Some insiders are incensed.

"Everyone was banking on that 3 percent raise at the end of the month — now they're telling us we have to forgo the raise or face a sharp cutback in our benefits package," grumbled one insider...

"They're giving us a choice," said [another]. "Either we can slide down a razor blade until we're split in half or else we can jump into a pit of molten lava." ...

The union is recommending that members skip the pay hike.
Pay that extra tax and be happy!

William O'Mara, secretary/treasurer of the Newspaper Guild, said the Times benefits fund is not broke, but it is paying out more in benefits each month than it is taking in.
Of course the "benefits fund is not broke" just because it can't pay what it promised and owes. Certainly not.

Right now, he said there is an eight-month reserve, estimated to be between $8 million to $10 million in the fund.

The pay diversification should send in an additional $3 million, he said. "When you combine the pay diversification with some other cost savings measures, it should be enough so that we're not in a situation where more is going out than coming in each month," he said.
And Paul Krugman would no doubt be happy to explain to the Times' minions, as he has to his readers, that their current benefit system is entirely sustainable as it is, provided it is changed sufficiently (through "pay diversification" to collect more from them and provide less to them.)

There was also anger directed at the union at the Edison Café.

"We all talked about the amazing efficiency of our union to make money go away," said one insider.

Added another worker, "How did they get into this jam? You don't get into a $4 million shortfall in a week."...
[NY Post]
Oh, yes! And that's just a 3% tax hike they're facing.

Imagine what these same people are going to be saying 20 years from now when a 35% income tax hike (perhaps Democrats then will call it "income diversification") is coming at them just to cover the cost of the trust funds they supposedly already financed with their FICA taxes ... plus another 30%+ and-rising-forever-more tax increase to cover the Medicare benefits promised to them that nobody ever told them they were going to have to pay for.

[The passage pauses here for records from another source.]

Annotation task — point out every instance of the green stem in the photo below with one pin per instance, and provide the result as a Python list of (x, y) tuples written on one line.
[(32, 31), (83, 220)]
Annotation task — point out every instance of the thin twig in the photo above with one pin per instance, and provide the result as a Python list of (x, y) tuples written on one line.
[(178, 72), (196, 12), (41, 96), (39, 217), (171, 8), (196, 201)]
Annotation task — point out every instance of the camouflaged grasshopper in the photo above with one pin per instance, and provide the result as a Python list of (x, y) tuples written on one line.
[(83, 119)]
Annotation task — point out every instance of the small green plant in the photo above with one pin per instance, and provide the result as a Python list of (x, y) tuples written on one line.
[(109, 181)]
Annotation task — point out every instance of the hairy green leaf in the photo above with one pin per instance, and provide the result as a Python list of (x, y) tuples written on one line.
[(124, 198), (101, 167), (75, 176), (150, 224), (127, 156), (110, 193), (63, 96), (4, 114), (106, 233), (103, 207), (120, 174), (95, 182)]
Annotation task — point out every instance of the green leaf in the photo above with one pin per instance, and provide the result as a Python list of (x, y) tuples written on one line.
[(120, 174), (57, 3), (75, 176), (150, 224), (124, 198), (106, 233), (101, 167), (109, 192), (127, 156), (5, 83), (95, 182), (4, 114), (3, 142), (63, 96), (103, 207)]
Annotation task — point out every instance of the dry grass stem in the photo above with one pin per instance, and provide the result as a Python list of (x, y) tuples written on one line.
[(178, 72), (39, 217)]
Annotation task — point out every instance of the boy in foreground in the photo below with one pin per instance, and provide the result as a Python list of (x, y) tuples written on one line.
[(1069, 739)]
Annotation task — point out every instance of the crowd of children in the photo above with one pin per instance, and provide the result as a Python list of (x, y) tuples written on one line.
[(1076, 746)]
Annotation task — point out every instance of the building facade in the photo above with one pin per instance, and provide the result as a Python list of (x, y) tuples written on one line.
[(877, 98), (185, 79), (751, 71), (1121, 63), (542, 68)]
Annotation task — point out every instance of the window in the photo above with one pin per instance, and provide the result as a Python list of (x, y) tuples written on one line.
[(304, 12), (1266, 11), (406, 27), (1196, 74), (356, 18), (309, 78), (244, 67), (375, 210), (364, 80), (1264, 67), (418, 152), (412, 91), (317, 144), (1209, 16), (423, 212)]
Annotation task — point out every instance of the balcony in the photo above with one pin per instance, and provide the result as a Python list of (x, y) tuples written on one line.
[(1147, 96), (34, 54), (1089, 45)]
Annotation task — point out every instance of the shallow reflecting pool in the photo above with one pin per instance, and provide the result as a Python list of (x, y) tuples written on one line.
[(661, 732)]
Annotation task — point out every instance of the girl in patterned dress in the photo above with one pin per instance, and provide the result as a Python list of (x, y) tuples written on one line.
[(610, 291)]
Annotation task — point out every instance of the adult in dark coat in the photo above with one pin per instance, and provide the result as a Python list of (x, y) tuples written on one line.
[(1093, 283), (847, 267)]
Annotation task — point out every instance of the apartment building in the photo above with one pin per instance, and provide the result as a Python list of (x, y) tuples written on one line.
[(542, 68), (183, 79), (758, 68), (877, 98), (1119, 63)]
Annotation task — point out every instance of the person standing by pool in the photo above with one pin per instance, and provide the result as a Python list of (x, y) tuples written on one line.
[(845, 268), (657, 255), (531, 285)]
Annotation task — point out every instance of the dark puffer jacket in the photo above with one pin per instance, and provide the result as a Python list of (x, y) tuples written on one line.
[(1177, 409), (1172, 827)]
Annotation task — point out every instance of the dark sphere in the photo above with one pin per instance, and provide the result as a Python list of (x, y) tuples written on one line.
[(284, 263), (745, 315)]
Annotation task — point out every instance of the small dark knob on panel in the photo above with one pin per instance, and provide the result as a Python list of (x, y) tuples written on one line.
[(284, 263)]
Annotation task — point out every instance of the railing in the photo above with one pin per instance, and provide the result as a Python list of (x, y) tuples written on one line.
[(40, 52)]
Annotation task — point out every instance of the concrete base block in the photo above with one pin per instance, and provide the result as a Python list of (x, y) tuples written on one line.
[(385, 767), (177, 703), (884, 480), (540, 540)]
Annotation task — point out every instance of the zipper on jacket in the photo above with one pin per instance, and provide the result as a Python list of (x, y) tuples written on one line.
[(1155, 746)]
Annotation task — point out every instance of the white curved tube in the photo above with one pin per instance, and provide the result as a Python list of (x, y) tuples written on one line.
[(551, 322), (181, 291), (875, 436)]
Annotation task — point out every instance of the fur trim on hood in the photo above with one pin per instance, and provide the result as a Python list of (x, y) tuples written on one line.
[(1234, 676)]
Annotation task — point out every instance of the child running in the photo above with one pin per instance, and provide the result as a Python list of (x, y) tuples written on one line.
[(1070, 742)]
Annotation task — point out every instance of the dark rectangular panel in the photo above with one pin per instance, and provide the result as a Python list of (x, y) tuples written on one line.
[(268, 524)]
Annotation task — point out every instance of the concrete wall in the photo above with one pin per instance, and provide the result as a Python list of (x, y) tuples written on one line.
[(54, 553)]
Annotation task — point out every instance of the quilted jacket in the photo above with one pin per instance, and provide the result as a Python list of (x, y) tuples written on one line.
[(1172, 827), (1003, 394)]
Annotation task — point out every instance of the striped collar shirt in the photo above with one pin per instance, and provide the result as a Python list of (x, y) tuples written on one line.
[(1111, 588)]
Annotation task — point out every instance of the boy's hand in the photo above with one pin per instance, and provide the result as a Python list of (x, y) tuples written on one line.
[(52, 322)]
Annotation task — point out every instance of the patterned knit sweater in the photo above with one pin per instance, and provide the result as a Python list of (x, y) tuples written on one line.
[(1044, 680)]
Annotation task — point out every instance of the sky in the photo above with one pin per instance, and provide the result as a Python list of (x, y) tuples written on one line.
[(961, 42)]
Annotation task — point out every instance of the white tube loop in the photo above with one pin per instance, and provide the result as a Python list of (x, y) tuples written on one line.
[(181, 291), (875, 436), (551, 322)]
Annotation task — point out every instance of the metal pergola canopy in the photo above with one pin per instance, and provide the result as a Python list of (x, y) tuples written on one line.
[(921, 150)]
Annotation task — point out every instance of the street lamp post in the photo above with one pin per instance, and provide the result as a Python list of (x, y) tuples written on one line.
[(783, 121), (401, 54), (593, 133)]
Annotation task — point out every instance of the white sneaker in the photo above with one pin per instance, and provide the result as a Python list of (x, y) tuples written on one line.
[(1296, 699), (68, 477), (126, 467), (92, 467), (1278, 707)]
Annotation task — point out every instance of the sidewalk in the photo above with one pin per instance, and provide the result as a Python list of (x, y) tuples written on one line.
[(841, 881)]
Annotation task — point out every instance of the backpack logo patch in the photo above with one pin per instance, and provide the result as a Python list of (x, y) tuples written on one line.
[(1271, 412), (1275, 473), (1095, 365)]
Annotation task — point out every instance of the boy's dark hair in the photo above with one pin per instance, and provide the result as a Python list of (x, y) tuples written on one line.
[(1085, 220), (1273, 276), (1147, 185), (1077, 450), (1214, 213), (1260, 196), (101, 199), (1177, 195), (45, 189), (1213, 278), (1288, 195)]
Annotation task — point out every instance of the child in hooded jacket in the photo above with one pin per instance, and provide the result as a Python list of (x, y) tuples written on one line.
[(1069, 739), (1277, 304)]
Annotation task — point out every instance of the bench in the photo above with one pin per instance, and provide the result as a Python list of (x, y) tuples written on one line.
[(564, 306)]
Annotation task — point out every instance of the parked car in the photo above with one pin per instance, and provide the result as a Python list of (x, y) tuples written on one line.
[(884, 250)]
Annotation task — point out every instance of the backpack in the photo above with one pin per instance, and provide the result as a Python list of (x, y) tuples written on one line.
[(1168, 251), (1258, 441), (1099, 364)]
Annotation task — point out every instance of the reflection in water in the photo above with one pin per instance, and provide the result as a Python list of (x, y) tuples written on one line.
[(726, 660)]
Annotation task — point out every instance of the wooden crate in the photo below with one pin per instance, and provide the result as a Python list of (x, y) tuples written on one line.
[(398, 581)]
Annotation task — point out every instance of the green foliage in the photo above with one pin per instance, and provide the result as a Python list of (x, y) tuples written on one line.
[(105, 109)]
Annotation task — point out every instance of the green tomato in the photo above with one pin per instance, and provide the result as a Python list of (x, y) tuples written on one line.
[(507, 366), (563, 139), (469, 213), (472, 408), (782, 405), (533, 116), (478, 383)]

Think of the happiness that will be expressed in the Edison Cafés across America then! Joy!!

Addendum: One more little point in the story, as noted by Don Luskin in his pointer here ...
It didn't help among the rank and file that news of the benefits crisis broke the same day Times Publisher and Chairman of the board Arthur Sulzberger, Jr. had received a pay hike to $2.82 million in 2004 from $2.7 million 2003.
So any day now we'll be reading new Krugman/Herbert columns damning millionaire CEOs who get their jobs by nepotism and raise their own multi-million dollar salaries while rank and file employees take cuts in pay and benefits.

Right? ;-)

(I've said it before and I'll say it again: the New York Times wouldn't be half as much fun without the New York Post reporting on it.)